In Brazil, SkillOnNet has leaned on content breadth, teaming with Greentube to launch popular slot titles on Feb. 27, as reported in the Peru campaign coverage. While that note sat beneath the Peru ad news, it underscores a portfolio strategy: amplify entertainment-led marketing while ensuring a steady pipeline of recognizable games. For Peru, that suggests future campaigns could blend Aguilar’s presence with event-led promotions and new content drops to maintain share of voice after the initial splash.
Put together, the Mexico sponsorship, Brazilian content tie-ups and Peru media push show a pattern. PlayUZU targets mass culture venues and personalities to legitimize online casino play and build community, then reinforces with product claims around fairness and variety.
Industry momentum: ambassadors as acquisition engines
PlayUZU’s use of a local celebrity follows a wider shift in gaming marketing toward personality-led growth. In the United States, BetMGM has stacked a roster of sports icons and recently added Derek Jeter as an ambassador, pairing national ads with VIP events and even a Jeter-themed slot. The model is familiar: lend mainstream credibility, unlock media formats that perform better with recognizable faces and create exclusive experiences that nudge sign-ups.
In India, game developer Spribe has made its crash title Aviator synonymous with cricket stars, naming Harbhajan Singh and Yuzvendra Chahal as ambassadors for campaigns aimed at tens of millions of monthly players.
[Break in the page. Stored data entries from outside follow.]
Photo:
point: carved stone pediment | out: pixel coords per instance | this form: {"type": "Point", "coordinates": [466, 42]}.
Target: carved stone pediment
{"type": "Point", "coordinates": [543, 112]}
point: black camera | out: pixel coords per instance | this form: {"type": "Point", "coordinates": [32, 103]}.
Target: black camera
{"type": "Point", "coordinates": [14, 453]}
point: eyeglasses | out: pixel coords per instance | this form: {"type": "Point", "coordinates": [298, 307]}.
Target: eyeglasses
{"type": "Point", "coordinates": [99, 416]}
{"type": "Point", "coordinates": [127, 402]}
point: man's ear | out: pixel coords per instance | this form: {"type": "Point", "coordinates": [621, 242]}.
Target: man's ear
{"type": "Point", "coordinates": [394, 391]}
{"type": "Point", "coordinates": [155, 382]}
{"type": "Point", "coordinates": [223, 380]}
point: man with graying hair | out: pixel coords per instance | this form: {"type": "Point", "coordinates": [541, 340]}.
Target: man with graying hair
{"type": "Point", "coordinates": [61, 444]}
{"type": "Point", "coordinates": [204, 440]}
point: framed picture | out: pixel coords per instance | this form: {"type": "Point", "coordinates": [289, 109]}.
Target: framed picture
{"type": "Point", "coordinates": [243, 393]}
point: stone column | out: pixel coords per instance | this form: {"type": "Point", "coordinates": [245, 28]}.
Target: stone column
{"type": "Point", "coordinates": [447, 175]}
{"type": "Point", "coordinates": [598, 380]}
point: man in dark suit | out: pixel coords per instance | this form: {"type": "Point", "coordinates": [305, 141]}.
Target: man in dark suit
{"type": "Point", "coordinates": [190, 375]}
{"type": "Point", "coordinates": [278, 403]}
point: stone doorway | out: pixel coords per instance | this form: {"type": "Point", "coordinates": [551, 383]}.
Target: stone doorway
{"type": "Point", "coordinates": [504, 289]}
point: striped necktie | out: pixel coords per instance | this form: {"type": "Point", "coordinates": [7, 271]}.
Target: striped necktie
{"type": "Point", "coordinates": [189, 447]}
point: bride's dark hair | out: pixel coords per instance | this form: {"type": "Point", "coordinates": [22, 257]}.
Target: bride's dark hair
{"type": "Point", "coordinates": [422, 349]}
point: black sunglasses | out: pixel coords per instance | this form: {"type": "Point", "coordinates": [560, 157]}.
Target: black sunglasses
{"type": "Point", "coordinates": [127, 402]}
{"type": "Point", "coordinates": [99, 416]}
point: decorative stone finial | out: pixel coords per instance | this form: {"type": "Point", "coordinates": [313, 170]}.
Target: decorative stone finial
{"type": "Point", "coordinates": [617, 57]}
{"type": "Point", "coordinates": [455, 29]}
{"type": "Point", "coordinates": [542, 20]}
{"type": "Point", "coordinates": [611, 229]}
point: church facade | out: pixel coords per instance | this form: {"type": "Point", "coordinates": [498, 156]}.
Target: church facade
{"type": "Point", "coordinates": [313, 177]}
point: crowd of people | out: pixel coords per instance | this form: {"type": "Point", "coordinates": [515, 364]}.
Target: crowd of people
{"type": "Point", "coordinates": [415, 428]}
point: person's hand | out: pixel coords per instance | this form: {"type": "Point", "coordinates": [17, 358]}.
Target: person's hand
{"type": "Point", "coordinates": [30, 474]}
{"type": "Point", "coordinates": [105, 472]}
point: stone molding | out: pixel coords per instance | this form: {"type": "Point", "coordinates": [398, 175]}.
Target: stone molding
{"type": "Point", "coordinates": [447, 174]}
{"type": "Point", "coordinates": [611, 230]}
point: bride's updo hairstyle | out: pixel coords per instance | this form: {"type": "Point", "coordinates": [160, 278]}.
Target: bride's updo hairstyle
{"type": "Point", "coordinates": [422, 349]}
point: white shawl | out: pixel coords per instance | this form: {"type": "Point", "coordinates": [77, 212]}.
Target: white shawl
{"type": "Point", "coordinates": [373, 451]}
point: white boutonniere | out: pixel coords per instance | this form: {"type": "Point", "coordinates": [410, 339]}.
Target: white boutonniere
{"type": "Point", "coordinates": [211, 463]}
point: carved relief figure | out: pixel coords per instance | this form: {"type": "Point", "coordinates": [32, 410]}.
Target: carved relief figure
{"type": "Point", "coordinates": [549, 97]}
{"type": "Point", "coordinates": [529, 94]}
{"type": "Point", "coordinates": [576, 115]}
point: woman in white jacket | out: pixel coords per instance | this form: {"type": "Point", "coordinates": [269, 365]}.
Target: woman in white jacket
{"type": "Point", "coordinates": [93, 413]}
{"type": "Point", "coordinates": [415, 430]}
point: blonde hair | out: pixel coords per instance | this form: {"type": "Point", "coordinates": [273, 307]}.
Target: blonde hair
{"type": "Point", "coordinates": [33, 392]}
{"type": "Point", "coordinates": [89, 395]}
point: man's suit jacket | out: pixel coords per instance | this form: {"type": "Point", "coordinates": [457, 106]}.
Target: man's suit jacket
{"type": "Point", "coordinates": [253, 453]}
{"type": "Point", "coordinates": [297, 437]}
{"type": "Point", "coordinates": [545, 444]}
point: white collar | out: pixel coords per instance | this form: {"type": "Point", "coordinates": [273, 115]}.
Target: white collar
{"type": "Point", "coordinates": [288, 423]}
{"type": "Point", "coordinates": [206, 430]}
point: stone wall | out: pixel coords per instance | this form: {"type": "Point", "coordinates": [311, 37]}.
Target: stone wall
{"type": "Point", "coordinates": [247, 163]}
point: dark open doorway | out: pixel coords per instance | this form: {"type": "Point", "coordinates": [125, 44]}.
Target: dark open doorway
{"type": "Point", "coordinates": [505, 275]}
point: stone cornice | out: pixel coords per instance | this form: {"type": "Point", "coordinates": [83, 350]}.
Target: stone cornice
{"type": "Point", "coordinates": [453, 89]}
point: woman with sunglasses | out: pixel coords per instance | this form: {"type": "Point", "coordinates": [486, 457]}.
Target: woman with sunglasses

Those partnerships illustrate how a single title can scale awareness through sporting credibility and high-frequency social content.
The stakes for PlayUZU in Peru are similar. The ad spend builds broad reach. An ambassador sharpens the message and extends it across channels where performance depends on trust. If the brand follows its Mexico playbook and Brazilian content cadence, it can cycle promotions, events and new titles around a consistent personality. That can reduce customer acquisition costs over time and stabilize retention in a market where new entrants will keep pushing price and bonus mechanics.
The causality is straightforward. Big media makes the introduction. Celebrity makes the pitch believable. Product policies and content keep players from churning. For now, PlayUZU has all three in motion in Peru — and a regional blueprint that suggests the campaign is just getting started.